The raw data was pre-processed and analysed with GenEx 6 Pro Software (MultiD Analyses AB, Sweden). Briefly, after RT-PCR data was exported into GenEX, inter-plate calibration and quality control (QC) were performed. A cycle threshold (Ct) cut-off was used to remove reactions with low amplification efficiency, Ct > 37 was set as missing and miRNAs with a call rate < 50% were removed (n = 51). Missing data was replaced by the column mean independent of group. Data was normalised against the global mean (i.e., the average of all miRNA expressed in all samples) and then log 2 transformed for downstream analyses.

To identify differentially expressed miRNAs in this study, miRNA profiles were compared between MHO and MAO using an unpaired, two-tailed t-test. P-value ≤ 0.05 was used as cut-off to determine DEMs between the two groups. Selected DEMs were carried forward for validation in a larger independent sample of MHO and MAO individuals. The same QC pipeline was used in both the validation and screening phases except for data normalization. Validation data was normalized to the references genes miR-425-5p and miR-191-5p. The stability of these genes was tested using geNorm and NormFinder, two methods incorporated into GenEx. A miRNA is considered validated if the direction of expression is the same as in the screening dataset and the differential expression is statistically significant (p <= 0.05).
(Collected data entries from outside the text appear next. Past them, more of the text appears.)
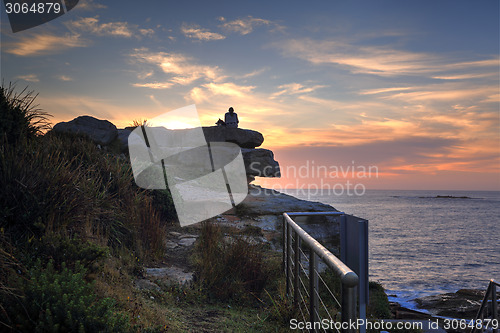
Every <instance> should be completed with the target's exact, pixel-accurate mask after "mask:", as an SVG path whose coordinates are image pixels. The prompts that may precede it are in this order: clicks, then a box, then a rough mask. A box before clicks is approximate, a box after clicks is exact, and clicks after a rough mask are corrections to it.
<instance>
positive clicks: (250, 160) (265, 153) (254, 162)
mask: <svg viewBox="0 0 500 333" xmlns="http://www.w3.org/2000/svg"><path fill="white" fill-rule="evenodd" d="M241 152H242V154H243V162H244V163H245V169H246V173H247V175H248V176H259V177H280V166H279V163H278V162H277V161H276V160H275V159H274V154H273V152H272V151H270V150H269V149H262V148H259V149H246V148H242V149H241Z"/></svg>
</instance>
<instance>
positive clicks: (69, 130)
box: [52, 116, 118, 145]
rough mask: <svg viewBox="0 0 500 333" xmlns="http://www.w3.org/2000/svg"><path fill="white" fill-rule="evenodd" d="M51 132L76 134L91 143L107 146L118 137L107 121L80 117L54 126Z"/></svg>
mask: <svg viewBox="0 0 500 333" xmlns="http://www.w3.org/2000/svg"><path fill="white" fill-rule="evenodd" d="M52 130H53V131H55V132H61V133H78V134H84V135H87V136H88V137H89V138H90V139H91V140H92V141H94V142H96V143H99V144H103V145H108V144H110V143H111V142H112V141H113V140H114V139H115V138H116V136H117V135H118V130H117V129H116V126H115V125H113V124H112V123H110V122H109V121H107V120H100V119H97V118H94V117H91V116H80V117H77V118H75V119H73V120H71V121H68V122H60V123H58V124H56V125H54V127H53V129H52Z"/></svg>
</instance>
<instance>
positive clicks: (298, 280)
mask: <svg viewBox="0 0 500 333" xmlns="http://www.w3.org/2000/svg"><path fill="white" fill-rule="evenodd" d="M299 245H300V237H299V235H298V234H297V233H296V232H295V243H294V244H293V251H294V254H295V256H294V259H295V260H294V265H293V271H294V281H293V306H294V308H296V307H297V306H298V305H299V274H300V273H299V272H300V271H299V262H300V252H299Z"/></svg>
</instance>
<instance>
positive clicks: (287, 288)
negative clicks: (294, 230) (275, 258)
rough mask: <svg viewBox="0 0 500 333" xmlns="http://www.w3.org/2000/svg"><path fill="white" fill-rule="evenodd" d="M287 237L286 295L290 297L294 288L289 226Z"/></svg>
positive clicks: (286, 245) (286, 242)
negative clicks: (291, 283)
mask: <svg viewBox="0 0 500 333" xmlns="http://www.w3.org/2000/svg"><path fill="white" fill-rule="evenodd" d="M286 234H287V236H286V294H287V295H288V296H290V294H291V291H292V286H291V285H290V283H291V280H292V228H290V226H288V228H287V233H286Z"/></svg>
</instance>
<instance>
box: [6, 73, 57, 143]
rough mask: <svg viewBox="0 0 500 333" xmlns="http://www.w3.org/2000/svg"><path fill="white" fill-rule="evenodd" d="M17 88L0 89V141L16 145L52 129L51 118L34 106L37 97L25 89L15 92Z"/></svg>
mask: <svg viewBox="0 0 500 333" xmlns="http://www.w3.org/2000/svg"><path fill="white" fill-rule="evenodd" d="M14 90H15V86H14V85H12V84H11V83H9V86H8V87H4V85H3V84H2V86H1V87H0V118H1V119H2V121H0V137H1V138H0V141H1V140H4V141H7V142H9V143H11V144H15V143H16V142H18V141H19V140H29V139H31V138H33V137H35V136H36V135H38V134H41V133H42V132H43V131H44V130H47V129H49V128H50V126H49V123H48V121H47V117H48V116H49V115H48V114H47V113H45V112H43V111H42V110H41V109H39V108H37V105H35V104H34V101H35V99H36V96H37V95H33V92H32V91H27V88H24V89H23V90H22V91H21V92H20V93H16V92H14Z"/></svg>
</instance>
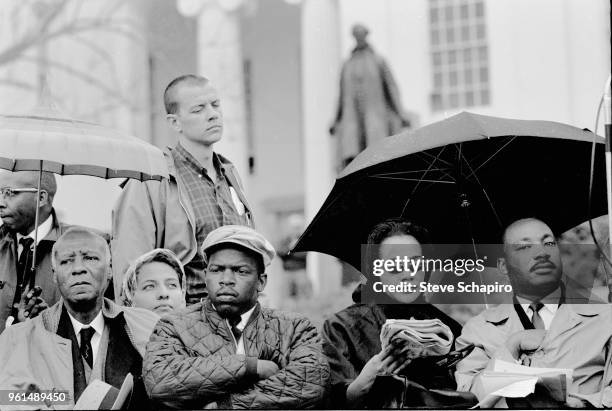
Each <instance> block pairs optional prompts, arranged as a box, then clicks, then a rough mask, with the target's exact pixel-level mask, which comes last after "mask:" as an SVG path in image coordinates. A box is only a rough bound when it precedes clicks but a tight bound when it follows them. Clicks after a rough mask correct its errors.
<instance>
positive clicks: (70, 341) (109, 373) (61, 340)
mask: <svg viewBox="0 0 612 411" xmlns="http://www.w3.org/2000/svg"><path fill="white" fill-rule="evenodd" d="M62 312H63V300H60V301H58V302H57V303H56V304H55V305H54V306H52V307H50V308H48V309H47V310H45V311H43V312H42V313H41V314H40V315H39V316H38V317H36V318H34V319H32V320H28V321H25V322H23V323H19V324H16V325H13V326H11V327H9V328H7V329H6V330H5V332H3V333H2V334H1V335H0V389H13V390H14V389H24V388H25V387H27V386H28V385H29V384H34V385H35V386H37V387H38V388H39V389H41V390H51V389H55V390H63V391H68V392H69V393H70V397H71V398H72V400H73V401H75V398H78V396H79V395H80V393H81V392H82V390H83V389H84V388H85V387H84V386H83V385H82V383H79V381H77V379H78V378H80V377H79V375H80V373H81V372H83V373H84V371H83V369H82V367H83V365H82V362H80V363H77V362H75V361H74V351H75V350H76V352H77V353H78V347H76V346H75V344H76V338H75V339H73V338H72V337H73V336H74V329H72V326H71V324H70V321H69V320H68V324H66V321H62ZM102 313H103V315H104V317H105V321H106V322H107V325H108V326H109V327H110V336H109V343H108V344H109V345H108V350H107V354H106V363H105V380H106V381H105V382H107V383H109V384H111V385H113V386H115V387H116V388H120V387H121V383H122V382H123V379H124V378H125V376H126V375H127V373H128V372H131V373H132V374H133V375H134V378H135V393H136V391H137V389H138V387H139V386H140V387H141V388H142V390H143V391H142V392H143V393H144V385H143V383H142V379H141V376H140V375H141V368H142V366H141V364H142V357H143V355H144V350H145V345H146V343H147V341H148V340H149V336H150V334H151V332H152V330H153V327H154V326H155V323H156V322H157V320H158V319H159V317H158V316H157V314H155V313H153V312H151V311H148V310H143V309H139V308H126V307H120V306H118V305H116V304H114V303H113V302H112V301H110V300H108V299H105V300H104V305H103V307H102ZM68 327H70V328H68ZM70 334H72V335H70ZM77 358H79V360H80V357H77ZM75 364H76V366H75ZM79 364H80V367H79ZM140 404H141V405H142V402H141V403H140ZM72 405H74V404H72Z"/></svg>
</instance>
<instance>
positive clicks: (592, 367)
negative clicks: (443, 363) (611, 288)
mask: <svg viewBox="0 0 612 411" xmlns="http://www.w3.org/2000/svg"><path fill="white" fill-rule="evenodd" d="M503 244H504V257H503V258H501V259H500V261H499V263H498V267H499V269H500V271H501V272H502V273H503V274H505V275H507V276H508V277H509V279H510V282H511V284H512V287H513V290H514V294H515V296H514V302H513V304H500V305H499V306H496V307H493V308H489V309H487V310H485V311H483V312H482V313H480V314H479V315H477V316H476V317H474V318H472V319H470V320H469V321H468V322H467V323H466V324H465V326H464V328H463V332H462V334H461V336H460V337H459V338H458V339H457V342H456V344H457V347H458V348H459V349H460V348H463V347H465V346H466V345H468V344H474V345H475V349H474V350H473V351H472V353H471V354H470V355H468V356H467V357H466V358H465V359H464V360H462V361H461V362H460V363H459V364H457V371H456V373H455V378H456V380H457V389H458V390H466V391H467V390H474V380H475V378H476V377H477V376H478V375H479V374H480V373H481V371H483V370H484V369H485V368H486V367H487V365H488V363H489V361H492V360H495V359H501V360H506V361H512V362H520V363H522V364H523V365H529V366H532V367H545V368H569V369H571V370H573V377H572V380H573V381H572V383H571V385H570V386H569V387H568V393H569V399H568V402H567V404H565V406H571V407H587V406H595V407H602V406H612V402H609V401H610V400H611V398H609V397H610V395H611V394H612V392H611V391H612V389H611V388H610V386H611V385H612V327H611V324H612V305H609V304H568V303H566V302H565V294H566V290H565V286H564V284H563V283H562V281H561V278H562V273H563V264H562V261H561V253H560V251H559V247H558V244H557V240H556V238H555V236H554V234H553V232H552V230H551V229H550V227H549V226H548V225H546V224H545V223H544V222H542V221H540V220H538V219H535V218H526V219H521V220H518V221H515V222H513V223H512V224H510V225H509V226H508V227H507V228H506V230H505V232H504V234H503Z"/></svg>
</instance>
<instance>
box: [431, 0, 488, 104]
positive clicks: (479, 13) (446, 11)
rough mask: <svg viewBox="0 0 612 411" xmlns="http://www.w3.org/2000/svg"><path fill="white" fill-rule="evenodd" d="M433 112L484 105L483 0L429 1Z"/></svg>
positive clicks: (483, 19)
The sequenced data from the MH-GRID cohort was analysed using an R-package. We evaluated differential miRNA expression between MHO and MAO samples. DE analysis was conducted using the R library edgeR. The data was normalised, using the weighted trimmed mean of M-values (TMM) method, an optimal method for the normalization of count data. We estimated tagwise dispersion (specific dispersion level for each molecule) to respectively adjust for transcript abundance so that transcript with higher expression are not over-represented and to ensure transcripts that behave more consistently across samples are ranked higher. The dispersion estimate is included in the fitted negative-binomial model where the normalised expression is the outcome variable.

Statistical analyses of clinical and anthropometric variables were performed using SPSS Statistics 21.0. Continuous variables were expressed as mean +/− standard deviation. Variables that are not normally distributed were log-transformed and presented as geometric means. Student’s t-test was used to compare mean between groups. Association between miRNA expression and anthropometric and clinical markers were assessed with Spearman’s Rho (ρ) coefficient.

Prediction and functional analysis of miRNA targets

Ingenuity® Pathway Analysis (IPA®, QIAGEN Redwood City, www.qiagen.com/ingenuity) was used to search for mRNA targeted by the validated DEMs. Specifically, IPA miRNA target filter, a feature in IPA was applied. The validated DEMs in the independent cohort were uploaded into IPA and the list of putative mRNAs (Supplemental Table S1) was used to run a core analysis to identify biological pathways and network functions related to MHO.

Data availability statement

The datasets generated and analysed during this study are available from the corresponding authors on reasonable request.